Quantifying Pass-On Damages

Academic literature and previous cases suggest three main ways to calculate pass-on damages:

  • Economic theory can predict how firms operating under perfect or imperfect competition react to cost increases. These models can be used to infer the pass-on rate from data on product prices and input costs, but it is often necessary to simplify assumptions about demand conditions and firms’ marginal costs to implement such models. 
  • Pass-on can be estimated using multivariate regression analysis. This involves modelling how a product’s price changes in response to input cost increases. This approach is more empirical than theoretical methods, but requires data on product prices over time (before and after the infringement), which may not be available in litigation. 
  • Pass-on can also be estimated indirectly, by considering similar industries with better data available. These approaches have less stringent data requirements, but require the court accepting a ‘proxy’ pass-on rate for the relevant product.

Pass-On in Litigation: Two Examples 

In 2013, the Delaware Supreme Court heard a class action brought by purchasers of cathode ray tubes (or CRTs), a common part in television sets. Plaintiffs alleged that several manufacturers fixed the price of CRTs between 1995 and 2005. The plaintiffs’ expert witness relied partly on economic theory predicting high levels of pass-on, as CRTs were used by most producers in the television supply chain. She also presented regressions using firm-level data, showing that prices increased substantially throughout the supply chain as a result of the initial infringement. The court ultimately accepted that the price increase was passed onto consumers.

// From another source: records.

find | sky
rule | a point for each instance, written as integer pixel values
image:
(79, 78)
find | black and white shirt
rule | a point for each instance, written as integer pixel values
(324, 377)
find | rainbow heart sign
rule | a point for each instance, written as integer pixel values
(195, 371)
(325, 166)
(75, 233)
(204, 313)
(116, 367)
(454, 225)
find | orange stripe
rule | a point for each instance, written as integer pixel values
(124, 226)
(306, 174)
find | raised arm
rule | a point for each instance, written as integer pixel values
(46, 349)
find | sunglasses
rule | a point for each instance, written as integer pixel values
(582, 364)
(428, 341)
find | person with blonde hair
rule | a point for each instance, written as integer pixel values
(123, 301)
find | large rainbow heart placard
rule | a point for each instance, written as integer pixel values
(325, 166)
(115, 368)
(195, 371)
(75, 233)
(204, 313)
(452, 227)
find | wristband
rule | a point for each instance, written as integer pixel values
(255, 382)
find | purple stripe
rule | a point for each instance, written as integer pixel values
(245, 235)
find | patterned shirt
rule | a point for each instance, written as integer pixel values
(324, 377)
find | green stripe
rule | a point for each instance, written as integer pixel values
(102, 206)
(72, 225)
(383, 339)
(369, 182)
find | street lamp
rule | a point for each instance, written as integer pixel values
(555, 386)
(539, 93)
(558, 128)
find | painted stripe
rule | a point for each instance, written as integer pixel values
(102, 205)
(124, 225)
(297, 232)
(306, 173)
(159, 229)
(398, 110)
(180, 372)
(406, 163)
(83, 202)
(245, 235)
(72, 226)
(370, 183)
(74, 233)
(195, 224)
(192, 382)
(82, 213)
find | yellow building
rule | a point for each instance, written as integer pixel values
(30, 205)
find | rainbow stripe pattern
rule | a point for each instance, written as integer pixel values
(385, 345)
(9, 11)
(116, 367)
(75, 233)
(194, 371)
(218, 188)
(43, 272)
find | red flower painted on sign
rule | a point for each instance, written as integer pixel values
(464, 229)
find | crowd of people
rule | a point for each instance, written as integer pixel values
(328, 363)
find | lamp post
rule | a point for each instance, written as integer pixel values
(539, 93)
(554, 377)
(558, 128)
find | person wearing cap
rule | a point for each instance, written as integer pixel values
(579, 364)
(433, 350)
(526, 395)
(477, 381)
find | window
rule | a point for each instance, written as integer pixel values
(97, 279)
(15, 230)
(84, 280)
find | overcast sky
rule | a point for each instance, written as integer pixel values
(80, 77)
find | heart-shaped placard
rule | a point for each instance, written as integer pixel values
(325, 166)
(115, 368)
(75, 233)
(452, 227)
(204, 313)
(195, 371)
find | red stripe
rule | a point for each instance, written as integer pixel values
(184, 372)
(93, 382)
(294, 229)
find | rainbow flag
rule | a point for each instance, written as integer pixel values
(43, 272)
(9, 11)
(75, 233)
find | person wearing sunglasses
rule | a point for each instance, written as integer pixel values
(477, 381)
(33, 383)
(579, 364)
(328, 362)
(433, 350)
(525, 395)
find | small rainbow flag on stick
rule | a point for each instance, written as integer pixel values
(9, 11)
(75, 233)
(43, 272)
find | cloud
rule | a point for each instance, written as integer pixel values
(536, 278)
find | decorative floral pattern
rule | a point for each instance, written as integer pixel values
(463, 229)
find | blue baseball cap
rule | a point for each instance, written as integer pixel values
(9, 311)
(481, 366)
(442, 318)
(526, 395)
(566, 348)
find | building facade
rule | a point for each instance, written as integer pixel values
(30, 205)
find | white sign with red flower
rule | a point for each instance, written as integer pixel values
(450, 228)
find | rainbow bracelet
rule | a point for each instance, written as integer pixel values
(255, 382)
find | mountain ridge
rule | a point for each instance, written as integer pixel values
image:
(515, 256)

In contrast, HUK-Coborg, a German motor insurance company, filed a claim against a cartel of car glass manufacturers in 2015. They claimed that the inflated price was passed onto their glass suppliers for insurance claims. A Dusseldorf court found that HUK-Coborg could not demonstrate a causal link between the cartel and the pricing of the replacement glass manufacturers.  The damages claim was dismissed (but was on appeal at the time of writing).

Problems with Measuring Pass-On Directly - Alternative Approaches  

In contrast with the CRT case, most litigants do not have access to firm-level pricing data. It is also common for firms to aggregate their pricing data across product categories, preventing direct pass-on estimation for a particular product. In these cases, alternative approaches must be used:

  • Fideres has recently developed a model tracking how product categories in the consumer price index (or CPI) respond to changes in the price of their inputs, as shown in the producer price index (or PPI). This yields a more ‘general’ estimate of the pass-on rate for a given product market. Unfortunately, product categories in the CPI and PPI do not always match. Algorithmic matching techniques can mitigate this issue.
  • Fideres has also modelled how prices in the CPI respond to general consumption tax increases. Academic studies have found that firms generally raise prices in response to VAT increases, rather than bearing the cost of the new tax themselves. Fideres has built a model linking changes in VAT and the CPI to arrive at a general estimate of pass-on for a given product market.